The coker option produces nearly 30% high-sulfur coke (which is very difficult to dispose) with nearly 10% gas. Naphtha, diesel, and VGO have to be severely hydrotreated to upgrade them to distillate fuel or to hydrocracker or FCC feedstock. Although this option is attractive in the U.S., where fuel-oil demand4 is only about 5% of total petroleum products, in other parts of the world, particularly in Asia, it is not preferable as the demand for fuel oil is more than 20%. Also, this route may not be justified because of the poor quality of products. Desulfurization of vacuum residue is a high-investment/ low-return project.

Thus, the most attractive option for vacuum residue is power production, particularly in India, where there is a huge unsatisfied demand. In addition to refining and petrochemical products, all Indian refineries should produce power, using FGD to meet future environmental standards.

References

  1. Hibbs, F.H., and Keesom, W.H., "The impact of product specification on oil refining," Proceedings from the UOP Refining Technology Conference, 1995.
  2. Isdorf, N.G., Furtaro, A.P, et al., "Platforming for Aromatics Production," Proceedings from the UOP Petrochemical Technology Conference, 1992.
  3. Qureshi, Wagon, Howell, Lany, et al., "Isodewaxing-improving refining economics," Petroleum Quarterly Technology, summer 1996, pp. 17-23.
  4. B.P.-Statistical review of world energy, p. 12.

The Author

R. Krishnamurthy is an independent consultant to the gas, petroleum, and petrochemical industries as well as to the World Bank, the Asian Development Bank, and other Indian banks.

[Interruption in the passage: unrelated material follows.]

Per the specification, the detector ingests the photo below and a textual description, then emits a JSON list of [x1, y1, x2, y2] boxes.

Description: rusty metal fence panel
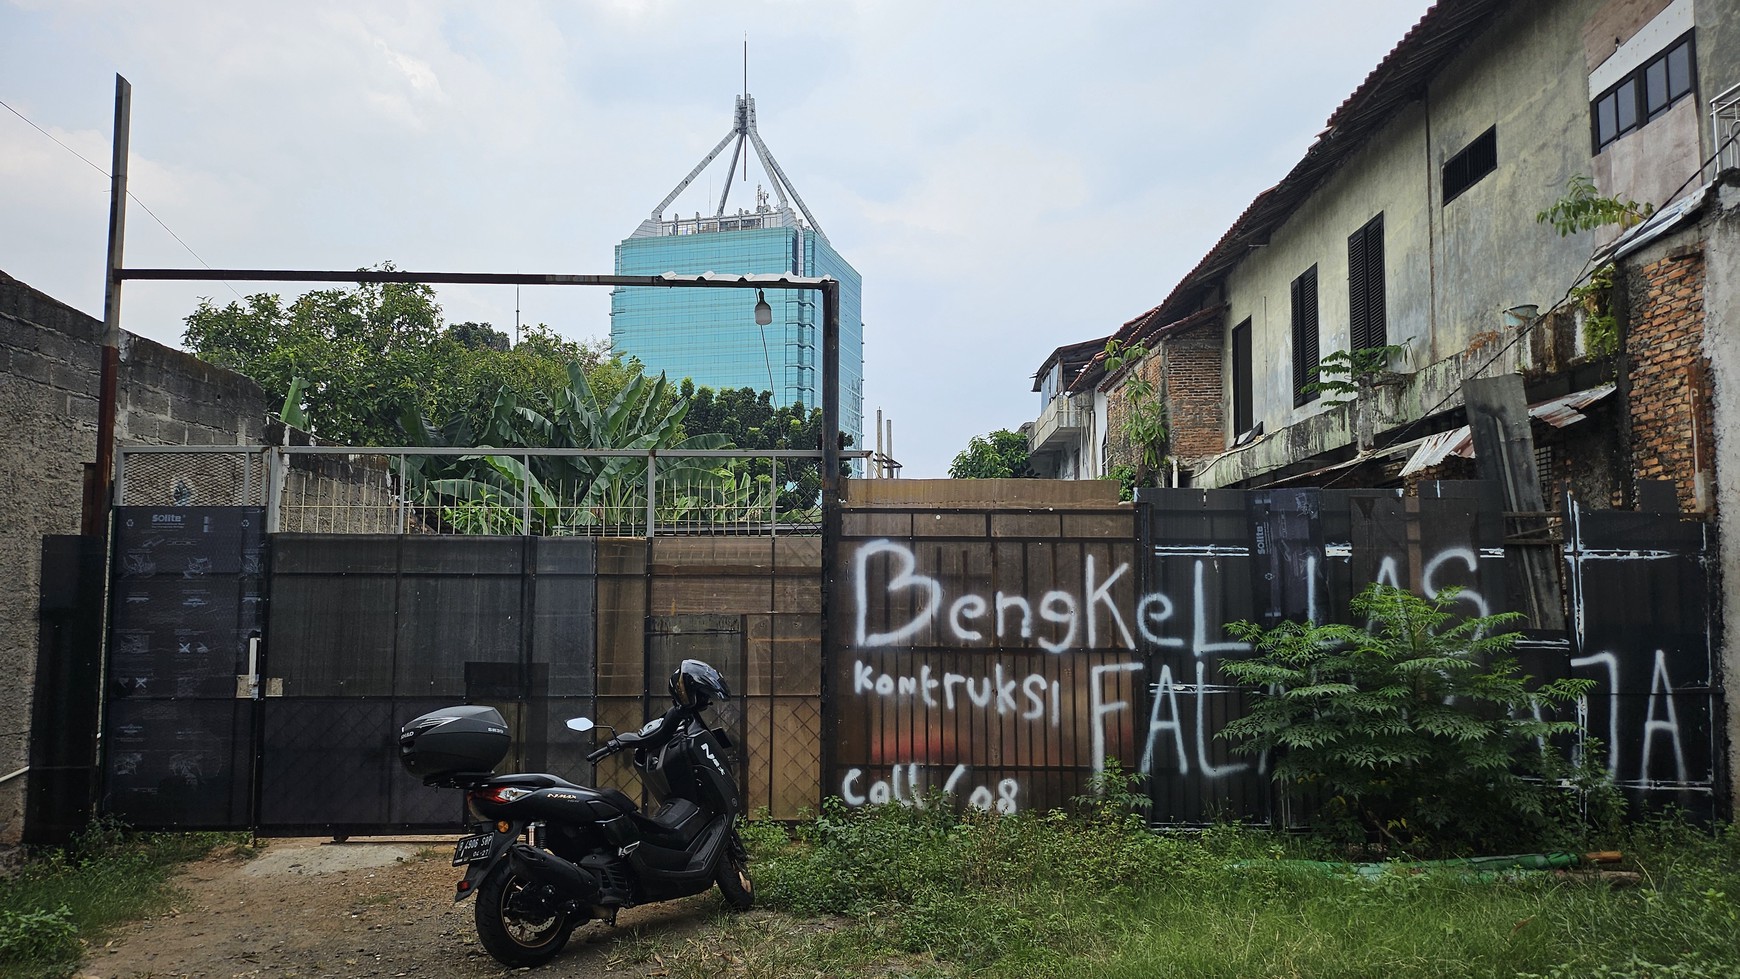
[[833, 506, 1142, 815]]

Previously, he held positions in process design and engineering at the Indian Institute of Petroleum (IIP) and at Engineers India (EIL). He retired as an EIL technical director in 1991. While he was at IIP and EIL, he was involved in planning and designing for all of the refineries in India and was a member of several government committees for policy issues on oil, gas, and petrochemicals.

Krishnamurthy holds a bachelors in chemical engineering degree from Annamalai University in India. He also holds a masters and a PhD from the Indian Institute of Technology, Kharagpur. After 3 years of teaching at the Indian Institute of Technology, Bombay, Krishnamurthy was a post-doctoral fellow in the University of Toronto for 1 year and Rutgers University for another year.